Using writeExact to write to stdout using a Dynamic Array that has just been    
resized tends to truncate the output. Using printf to show the contents of the

buffer works OK.    

Example:    
1) Import std.cstream  
2) Put this code in your main.  
3) Redirect a ~2K file to stdio.  

for (i = 0; !din.eof; i++)   
{   
if (i == Buf_InputSequence.length)    
{ Buf_InputSequence.length = Buf_InputSequence.length * 2; }   
Buf_InputSequence ~= din.getc();   
}   
Buf_InputSequence.length = i + 1;   
dout.writeExact(Buf_InputSequence, Buf_InputSequence.length);   

If you manipulate the length passed to writeExact (2nd argument), it's  
possible to print all the contents from the buffer.
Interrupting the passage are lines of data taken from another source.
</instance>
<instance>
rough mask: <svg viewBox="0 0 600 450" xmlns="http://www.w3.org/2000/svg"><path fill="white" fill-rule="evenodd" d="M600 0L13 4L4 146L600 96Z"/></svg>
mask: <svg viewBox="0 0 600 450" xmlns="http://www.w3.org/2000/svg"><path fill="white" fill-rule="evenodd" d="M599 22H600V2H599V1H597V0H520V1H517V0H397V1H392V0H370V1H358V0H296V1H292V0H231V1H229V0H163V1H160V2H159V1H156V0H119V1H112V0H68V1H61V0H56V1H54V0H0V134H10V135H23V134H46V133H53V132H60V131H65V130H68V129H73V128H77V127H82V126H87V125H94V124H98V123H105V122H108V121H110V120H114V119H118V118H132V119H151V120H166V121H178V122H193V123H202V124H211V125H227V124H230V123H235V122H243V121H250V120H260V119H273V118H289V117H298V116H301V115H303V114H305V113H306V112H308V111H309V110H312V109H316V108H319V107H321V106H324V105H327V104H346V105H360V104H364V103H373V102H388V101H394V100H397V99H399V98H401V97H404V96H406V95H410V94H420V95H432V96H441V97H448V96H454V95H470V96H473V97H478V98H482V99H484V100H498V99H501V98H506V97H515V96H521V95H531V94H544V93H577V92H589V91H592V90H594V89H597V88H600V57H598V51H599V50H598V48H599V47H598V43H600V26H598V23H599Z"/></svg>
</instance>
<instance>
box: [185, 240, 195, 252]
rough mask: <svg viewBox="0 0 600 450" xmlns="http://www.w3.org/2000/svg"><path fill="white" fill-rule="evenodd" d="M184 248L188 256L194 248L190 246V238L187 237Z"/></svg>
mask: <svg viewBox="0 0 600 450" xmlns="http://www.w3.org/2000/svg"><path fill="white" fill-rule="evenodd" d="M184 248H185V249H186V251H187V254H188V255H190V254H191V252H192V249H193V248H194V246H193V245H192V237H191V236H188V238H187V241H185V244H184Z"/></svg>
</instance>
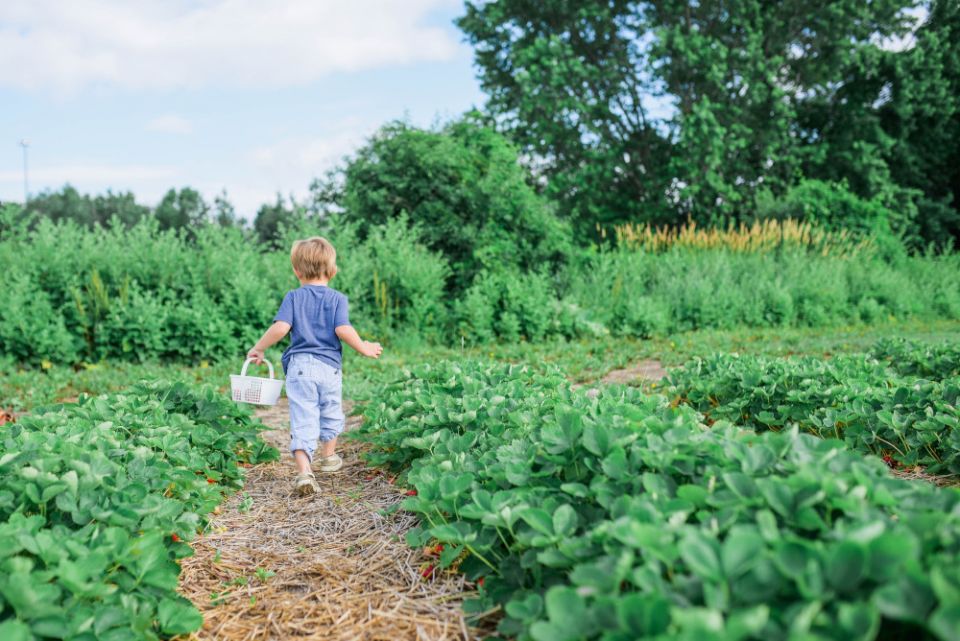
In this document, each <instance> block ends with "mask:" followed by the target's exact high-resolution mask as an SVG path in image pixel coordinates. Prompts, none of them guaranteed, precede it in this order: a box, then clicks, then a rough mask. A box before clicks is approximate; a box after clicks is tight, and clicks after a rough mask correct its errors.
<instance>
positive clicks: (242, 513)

It's necessary to increase  
the value to twice the length of the buffer for this example to work  
correctly.  
Using functions that depend on writeExact obviously behaves the same way  
(writeLine, etc).  
My guess is there is something wrong in the way size_t is defined in my  
system. I'm on Linux (64bits), using dmd 0.140 and linking with gcc 3.4.4 (in  
32bit mode). 

Any clues as to what may be the problem? Thanks! 
Jan 15 2006
parent reply Sebastián E. Peyrott <as7cf yahoo.com> writes:
OK, I've tried using some functions from std.regexp to work on the truncated 
buffer. RegExp.replace is not parsing the buffer at all, and ends up returning 
the original buffer. 
The only workaround I could come up with is to create another dynamic array 
and copy the original buffer there.
Am I missing something? Is this behaviour correct? Should I do something else
besides changing the value of the length property to resize the dynamic array?
Jan 15 2006
parent Sebastián E. Peyrott <as7cf yahoo.com> writes:
I found the error. Concatenation treats null characters as valid characters, so
they are not taken out each time Buf_InputSequence ~= din.getc() comes into
play. That must creates a sparse array of characters. From that point on, the
behaviour of different functions becomes undefined, some parse the array up to a
specific point (writeLine), others do nothing (RegExp.replace)...

In any case, I'm sorry for posting too early.